The 2016-2017 season also includes Matthew’s return to Atlanta Opera as Lieutenant Audebert in Tomer Zvulun’s award winning production of Silent Night and his return to the Atlanta Symphony Orchestra for Fauré Requiem with Donald Runnicles. In the spring, Matthew will debut Britten’s War Requiem with Kent Tritle at the Cathedral Church of Saint John the Divine.
Along with JFK in the 2015-2016 season, Matthew debuted with the Colorado Symphony in Carmina Burana and debuted with the Aspen Music Festival singing Saariaho's Cinq Reflets with Robert Spano.
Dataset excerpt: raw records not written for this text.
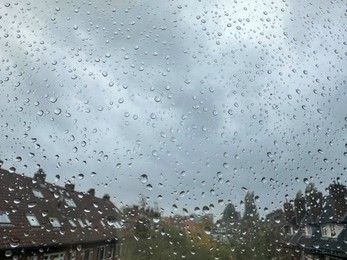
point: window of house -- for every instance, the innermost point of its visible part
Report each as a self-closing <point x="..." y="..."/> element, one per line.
<point x="55" y="222"/>
<point x="37" y="193"/>
<point x="70" y="202"/>
<point x="101" y="253"/>
<point x="32" y="220"/>
<point x="4" y="219"/>
<point x="325" y="230"/>
<point x="308" y="231"/>
<point x="82" y="224"/>
<point x="87" y="254"/>
<point x="54" y="256"/>
<point x="72" y="223"/>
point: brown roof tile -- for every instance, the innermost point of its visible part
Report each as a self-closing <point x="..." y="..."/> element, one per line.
<point x="17" y="199"/>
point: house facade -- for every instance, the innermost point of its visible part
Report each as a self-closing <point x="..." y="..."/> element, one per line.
<point x="317" y="229"/>
<point x="39" y="220"/>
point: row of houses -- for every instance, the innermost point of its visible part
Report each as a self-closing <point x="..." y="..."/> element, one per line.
<point x="40" y="220"/>
<point x="316" y="226"/>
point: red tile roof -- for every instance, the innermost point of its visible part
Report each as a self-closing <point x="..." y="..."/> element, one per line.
<point x="17" y="199"/>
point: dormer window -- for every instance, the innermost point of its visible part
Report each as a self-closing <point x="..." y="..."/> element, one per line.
<point x="4" y="219"/>
<point x="331" y="230"/>
<point x="308" y="231"/>
<point x="72" y="223"/>
<point x="55" y="222"/>
<point x="82" y="224"/>
<point x="70" y="203"/>
<point x="37" y="193"/>
<point x="32" y="220"/>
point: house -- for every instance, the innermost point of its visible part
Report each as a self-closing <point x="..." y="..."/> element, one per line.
<point x="40" y="220"/>
<point x="321" y="233"/>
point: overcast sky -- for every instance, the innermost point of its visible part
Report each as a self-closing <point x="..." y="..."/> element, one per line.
<point x="208" y="100"/>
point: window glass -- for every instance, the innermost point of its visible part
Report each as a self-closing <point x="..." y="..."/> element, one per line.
<point x="174" y="129"/>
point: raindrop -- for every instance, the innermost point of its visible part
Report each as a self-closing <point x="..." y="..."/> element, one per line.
<point x="143" y="178"/>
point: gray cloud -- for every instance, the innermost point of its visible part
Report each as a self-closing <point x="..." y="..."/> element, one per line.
<point x="204" y="99"/>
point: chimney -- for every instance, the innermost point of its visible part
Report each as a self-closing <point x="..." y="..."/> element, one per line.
<point x="40" y="176"/>
<point x="92" y="192"/>
<point x="69" y="186"/>
<point x="299" y="208"/>
<point x="338" y="193"/>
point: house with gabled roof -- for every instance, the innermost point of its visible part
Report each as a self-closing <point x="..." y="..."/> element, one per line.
<point x="322" y="232"/>
<point x="40" y="220"/>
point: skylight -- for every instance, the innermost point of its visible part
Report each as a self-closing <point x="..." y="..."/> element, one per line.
<point x="33" y="220"/>
<point x="55" y="222"/>
<point x="4" y="219"/>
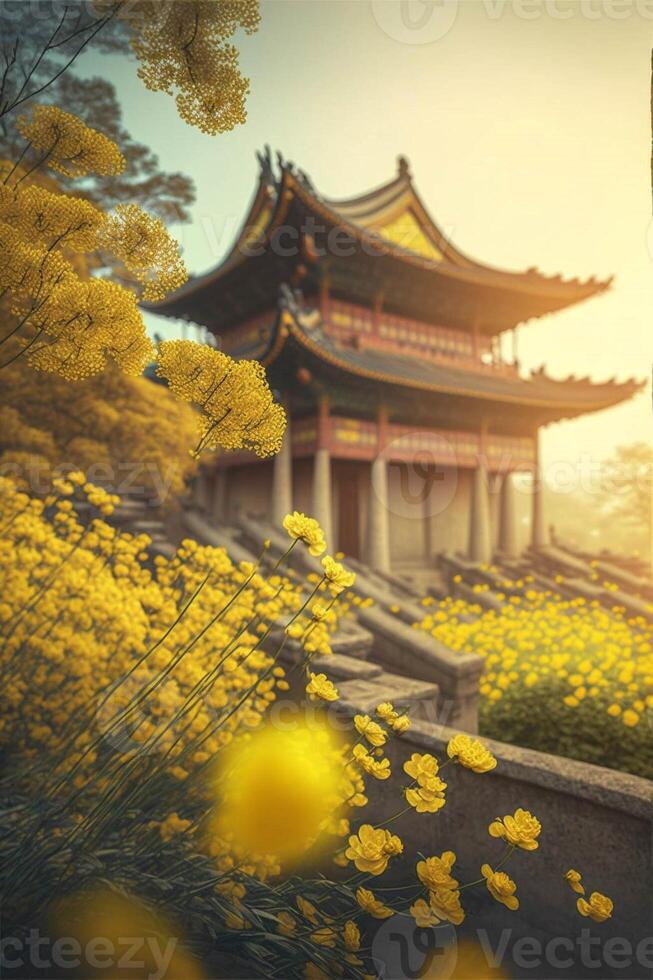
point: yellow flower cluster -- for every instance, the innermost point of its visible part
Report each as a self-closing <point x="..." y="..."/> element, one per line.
<point x="561" y="675"/>
<point x="428" y="795"/>
<point x="520" y="830"/>
<point x="444" y="892"/>
<point x="236" y="404"/>
<point x="84" y="610"/>
<point x="64" y="322"/>
<point x="372" y="847"/>
<point x="306" y="529"/>
<point x="68" y="145"/>
<point x="143" y="245"/>
<point x="599" y="907"/>
<point x="186" y="51"/>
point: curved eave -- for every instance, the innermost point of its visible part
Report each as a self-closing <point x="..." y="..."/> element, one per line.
<point x="236" y="255"/>
<point x="553" y="291"/>
<point x="288" y="327"/>
<point x="530" y="283"/>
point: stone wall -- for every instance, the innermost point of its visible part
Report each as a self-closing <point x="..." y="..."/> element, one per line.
<point x="595" y="820"/>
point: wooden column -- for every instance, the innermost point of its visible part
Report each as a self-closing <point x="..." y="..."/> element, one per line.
<point x="508" y="542"/>
<point x="322" y="493"/>
<point x="539" y="530"/>
<point x="282" y="477"/>
<point x="378" y="516"/>
<point x="202" y="493"/>
<point x="480" y="536"/>
<point x="476" y="323"/>
<point x="324" y="297"/>
<point x="219" y="496"/>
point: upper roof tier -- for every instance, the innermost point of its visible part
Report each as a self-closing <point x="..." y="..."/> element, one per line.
<point x="382" y="246"/>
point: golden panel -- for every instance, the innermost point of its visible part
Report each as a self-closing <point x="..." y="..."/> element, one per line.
<point x="406" y="232"/>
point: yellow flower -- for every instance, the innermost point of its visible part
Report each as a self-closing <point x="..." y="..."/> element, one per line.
<point x="337" y="575"/>
<point x="237" y="409"/>
<point x="372" y="905"/>
<point x="351" y="936"/>
<point x="423" y="769"/>
<point x="386" y="711"/>
<point x="471" y="753"/>
<point x="445" y="903"/>
<point x="320" y="687"/>
<point x="400" y="724"/>
<point x="372" y="732"/>
<point x="423" y="914"/>
<point x="427" y="800"/>
<point x="599" y="908"/>
<point x="501" y="887"/>
<point x="435" y="872"/>
<point x="371" y="849"/>
<point x="306" y="529"/>
<point x="520" y="830"/>
<point x="574" y="880"/>
<point x="378" y="769"/>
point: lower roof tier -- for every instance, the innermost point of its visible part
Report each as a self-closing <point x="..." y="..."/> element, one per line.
<point x="299" y="352"/>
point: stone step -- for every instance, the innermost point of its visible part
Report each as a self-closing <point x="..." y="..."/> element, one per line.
<point x="364" y="694"/>
<point x="338" y="667"/>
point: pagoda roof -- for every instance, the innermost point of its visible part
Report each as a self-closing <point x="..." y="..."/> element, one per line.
<point x="549" y="397"/>
<point x="396" y="236"/>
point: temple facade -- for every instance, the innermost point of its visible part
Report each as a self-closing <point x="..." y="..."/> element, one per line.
<point x="407" y="419"/>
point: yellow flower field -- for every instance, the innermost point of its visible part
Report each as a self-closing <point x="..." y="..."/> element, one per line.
<point x="563" y="676"/>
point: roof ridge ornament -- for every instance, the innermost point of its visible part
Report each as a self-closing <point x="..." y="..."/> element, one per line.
<point x="265" y="163"/>
<point x="403" y="168"/>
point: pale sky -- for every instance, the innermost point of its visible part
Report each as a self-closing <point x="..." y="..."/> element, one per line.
<point x="527" y="127"/>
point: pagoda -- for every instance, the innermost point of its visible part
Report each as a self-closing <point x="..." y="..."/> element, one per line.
<point x="386" y="345"/>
He also made his house and role debut with Opera Birmingham in Ricky Ian Gordon’s Green Sneakers, and starred in the southeastern premiere of David T. Little’s Soldier Songs in his Atlanta Opera debut.
Also lauded for his work in the standard operatic repertoire, Matthew’s Guglielmo (Così fan tutte) was deemed “vocally impeccable…open and incisive” by the Boston Classical Review. Other notable roles include Figaro (Il barbiere di Siviglia), Mercutio (Roméo et Juliette), Valentin (Faust), Harlequin (Ariadne auf Naxos), and Tarquinius (The Rape of Lucretia). He has performed leading roles at Santa Fe Opera, Lyric Opera of Chicago, Washington National Opera, Castleton Festival, Tanglewood Festival, Pittsburgh Opera, Boston Lyric Opera, and Opera Theatre of Saint Louis, under such luminary conductors as James Levine, Lorin Maazel, and Sir Andrew Davis.
Matthew is a committed recitalist and active concert soloist. He performed Schumann’s Dichterliebe and Mahler’s Songs of a Wayfarer with the Santa Fe Chamber Music Festival, and was praised by The New York Times as “simply superb, singing with exquisite sensitivity”. Matthew made his Carnegie Hall debut in Brahms' Ein deutsches Requiem under James DePriest while still a student at the Juilliard Opera Center. He made his Alice Tully Hall debut with the Richmond Choral Society in Carmina Burana and has since been featured in concerts with the Atlanta Symphony, the Philadelphia Orchestra and the Boston Pops Orchestra, and has performed with conductors Donald Runnicles, Robert Spano and James Conlon.